Football - Espagne Coupe du Roi - saison 2025/2026
La coupe qui s'est encore jouée sur une nuit, puis sur deux, puis de nouveau sur une seule
La Coupe du Roi espagnole lors de la saison 2025/2026 a une fois de plus confirmé pourquoi c'est un tournoi où le nom ne signifie pas la sécurité, et où un déplacement dans une petite ville ressemble souvent à une embuscade. Le chemin vers la finale a commencé dès la fin septembre 2025, avec le tour préliminaire pour 20 clubs du niveau territorial, disputé en deux matches les 27 septembre et 4 octobre. Ensuite est arrivé le premier vrai tamis : 56 rencontres du premier tour du 28 au 30 octobre, puis le deuxième tour du 2 au 4 décembre. Les seizièmes de finale se sont joués entre le 16 et le 18 décembre ainsi que le 6 janvier, les huitièmes de finale les 13, 14 et 15 janvier, les quarts de finale entre le 3 et le 5 février, tandis que les demi-finales sont restées la seule phase disputée sur deux matches, avec les premières confrontations les 11 et 12 février et les matches retour les 3 et 4 mars. La finale est prévue le
18 avril 2026 à 21:00 à
La Cartuja à Séville.
Cette construction de la compétition garde toujours ce vieux charme de la coupe espagnole : jusqu'aux quarts de finale, tout se joue en général sur un seul match, une erreur de gardien, un coup de pied arrêté, une nuit où un club de deuxième ou de troisième division joue au-dessus de ses propres limites. Ce n'est qu'en demi-finale que la compétition autorise un rattrapage. C'est pourquoi, dans la Coupe du Roi, on parle moins de contrôle et davantage de survie.
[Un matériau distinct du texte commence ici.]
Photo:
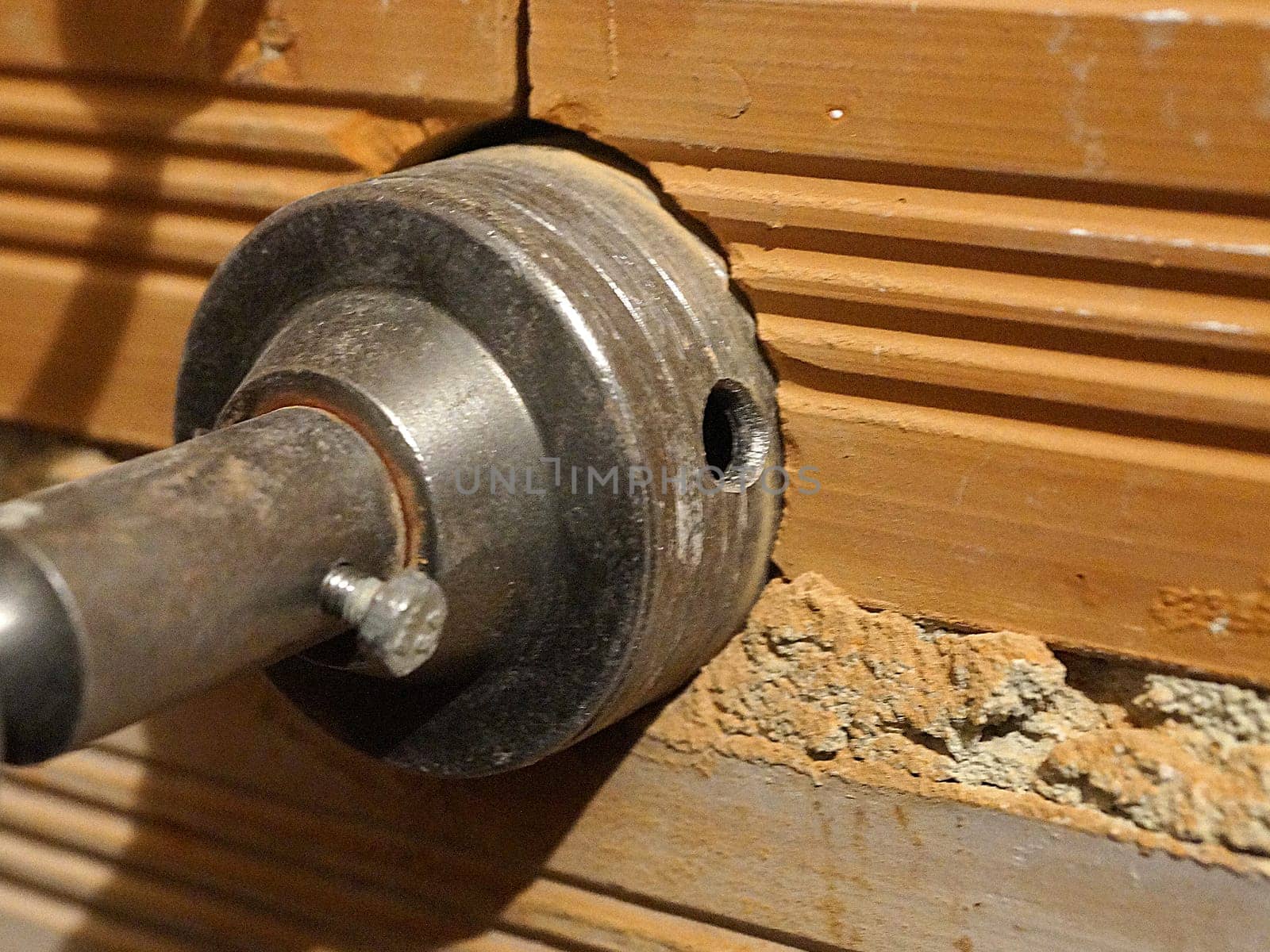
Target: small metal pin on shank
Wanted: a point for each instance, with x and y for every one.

À quoi ressemble le format, concrètement
Cette saison, le déroulement était très clair et très cruellement espagnol :
- Tour préliminaire : 20 clubs, 10 affiches, deux matches.
- Premier tour : 112 clubs, 56 matches à match unique.
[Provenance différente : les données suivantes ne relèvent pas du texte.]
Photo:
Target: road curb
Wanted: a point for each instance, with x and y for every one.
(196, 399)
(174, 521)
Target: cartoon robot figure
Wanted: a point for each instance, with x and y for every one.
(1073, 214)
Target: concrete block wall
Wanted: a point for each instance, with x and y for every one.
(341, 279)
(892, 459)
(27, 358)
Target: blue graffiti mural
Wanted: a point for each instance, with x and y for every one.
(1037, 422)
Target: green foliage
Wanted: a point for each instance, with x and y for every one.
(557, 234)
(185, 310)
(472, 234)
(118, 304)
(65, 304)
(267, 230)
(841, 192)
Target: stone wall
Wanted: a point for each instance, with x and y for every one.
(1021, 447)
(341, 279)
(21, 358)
- Deuxième tour : 56 clubs, 28 matches à match unique.
- Seizièmes de finale : 32 clubs, un match.
- Huitièmes de finale : 16 clubs, un match.
- Quarts de finale : 8 clubs, un match.
- Demi-finales : 4 clubs, deux matches, sans règle du but à l'extérieur.
- Finale : 1 match sur terrain neutre.
Les quatre clubs qui ont disputé la Supercoupe d'Espagne ont été exemptés du premier tour :
Barcelona, Real Madrid, Atlético de Madrid et Athletic Club. Ce n'est pas anodin, car dans cette coupe un tour supplémentaire signifie souvent aussi une mine supplémentaire. Les autres ont dû traverser l'embouteillage d'octobre à décembre, dans un rythme où la coupe se transforme facilement en épreuve d'usure.
Qui était encore dedans, et qui est resté jusqu'au bout
Quand les huitièmes de finale sont arrivés au début janvier, la liste des survivants avait déjà un visage sérieux. À ce stade figuraient
RC Deportivo, Cultural y Deportiva Leonesa, Racing Santander, Albacete Balompié, Burgos CF, Elche CF, Real Sociedad, Valencia CF, Barcelona, Atlético de Madrid, Osasuna, Deportivo Alavés, Real Madrid, Real Betis, tandis que la dernière place attendait le vainqueur du duel
Granada - Rayo Vallecano. C'était déjà la phase où le tournoi se resserre : les clubs de deuxième division respirent encore, mais la pression des clubs de première division devient de plus en plus lourde.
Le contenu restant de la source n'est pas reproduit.